Beet – pumpkin, goat cheese salad 22

Tender beets simmered with thyme, mushrooms, onions, and a splash of wine vinegar. Silky pumpkin–goat cheese purée with crisp sourdough croutons, dried capers, and shaved Parmesan. Sweet, tangy, and beautifully autumnal.

Danish breakfast bowl 22

Fresh greens salad with soft-boiled eggs and Romesco sauce, creamy ricotta, pickled onions, capers, ginger-lime dressing, served with a warm, flaky croissant. A bright and balanced start to the day.
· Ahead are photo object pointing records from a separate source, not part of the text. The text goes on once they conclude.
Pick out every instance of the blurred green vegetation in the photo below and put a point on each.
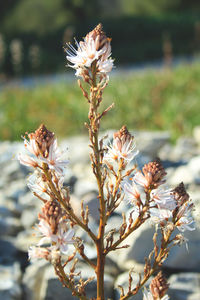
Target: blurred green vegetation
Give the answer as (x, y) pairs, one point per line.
(138, 30)
(157, 100)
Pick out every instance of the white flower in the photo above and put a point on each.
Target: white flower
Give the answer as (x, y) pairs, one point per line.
(126, 150)
(27, 160)
(46, 232)
(112, 155)
(31, 146)
(160, 214)
(140, 179)
(36, 184)
(164, 198)
(149, 296)
(131, 192)
(54, 159)
(37, 252)
(184, 223)
(63, 238)
(85, 54)
(185, 219)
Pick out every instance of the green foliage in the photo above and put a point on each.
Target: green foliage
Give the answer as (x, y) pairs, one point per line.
(134, 40)
(153, 100)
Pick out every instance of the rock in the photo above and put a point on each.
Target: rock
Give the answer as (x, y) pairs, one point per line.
(32, 280)
(25, 239)
(184, 286)
(181, 174)
(184, 149)
(8, 252)
(123, 280)
(10, 282)
(180, 255)
(29, 217)
(10, 226)
(149, 143)
(41, 283)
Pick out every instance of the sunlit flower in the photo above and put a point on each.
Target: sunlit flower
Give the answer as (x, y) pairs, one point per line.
(149, 296)
(184, 218)
(45, 231)
(63, 238)
(94, 47)
(36, 184)
(54, 159)
(35, 253)
(123, 147)
(27, 160)
(164, 198)
(160, 214)
(140, 179)
(131, 191)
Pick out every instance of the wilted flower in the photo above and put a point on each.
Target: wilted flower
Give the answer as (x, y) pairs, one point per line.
(123, 147)
(163, 198)
(158, 288)
(63, 238)
(54, 159)
(38, 252)
(132, 193)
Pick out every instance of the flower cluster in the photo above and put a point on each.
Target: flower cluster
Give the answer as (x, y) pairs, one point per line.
(94, 48)
(158, 288)
(122, 148)
(164, 205)
(46, 159)
(117, 179)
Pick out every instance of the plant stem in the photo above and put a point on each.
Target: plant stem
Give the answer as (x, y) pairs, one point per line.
(93, 133)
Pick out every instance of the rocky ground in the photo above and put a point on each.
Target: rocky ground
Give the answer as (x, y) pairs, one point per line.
(18, 213)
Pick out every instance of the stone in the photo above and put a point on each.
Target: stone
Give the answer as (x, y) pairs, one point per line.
(10, 226)
(29, 217)
(123, 280)
(32, 280)
(149, 143)
(181, 174)
(184, 286)
(41, 283)
(8, 252)
(182, 259)
(10, 288)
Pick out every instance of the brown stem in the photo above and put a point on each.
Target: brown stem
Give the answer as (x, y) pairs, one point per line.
(68, 209)
(65, 280)
(93, 133)
(138, 222)
(157, 262)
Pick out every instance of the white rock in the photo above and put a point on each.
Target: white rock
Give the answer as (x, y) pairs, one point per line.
(184, 286)
(10, 282)
(181, 174)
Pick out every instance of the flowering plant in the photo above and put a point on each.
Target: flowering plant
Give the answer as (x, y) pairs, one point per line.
(117, 180)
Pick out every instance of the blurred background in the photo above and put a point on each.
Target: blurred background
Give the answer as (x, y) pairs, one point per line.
(155, 86)
(148, 36)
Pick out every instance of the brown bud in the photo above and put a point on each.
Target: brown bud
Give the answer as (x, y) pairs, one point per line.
(155, 172)
(43, 138)
(180, 194)
(122, 136)
(158, 286)
(99, 36)
(52, 214)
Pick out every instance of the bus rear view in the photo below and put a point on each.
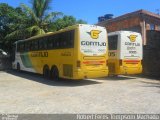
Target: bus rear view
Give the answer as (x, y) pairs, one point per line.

Choose a protein: Smoked salmon, Baked ham, Lentils

Autumn canelon 24

Hand-rolled pasta filled with pumpkin and ricotta, baked until tender and lightly golden. Comforting and subtly sweet, a cozy taste of the season.

Beef canelon 28

Slow-braised beef wrapped in fresh pasta, finished with a rich sauce and melted cheese. Deeply savory, elegant, and satisfying.

House-Made Soup of the Day & Butter Cheese Croissant 15

A comforting bowl of our chef’s daily soup, made in-house with fresh, seasonal ingredients and changing regularly to highlight what’s best each week. Served with a warm, flaky butter cheese croissant — the perfect pairing for dipping, savoring, and enjoying.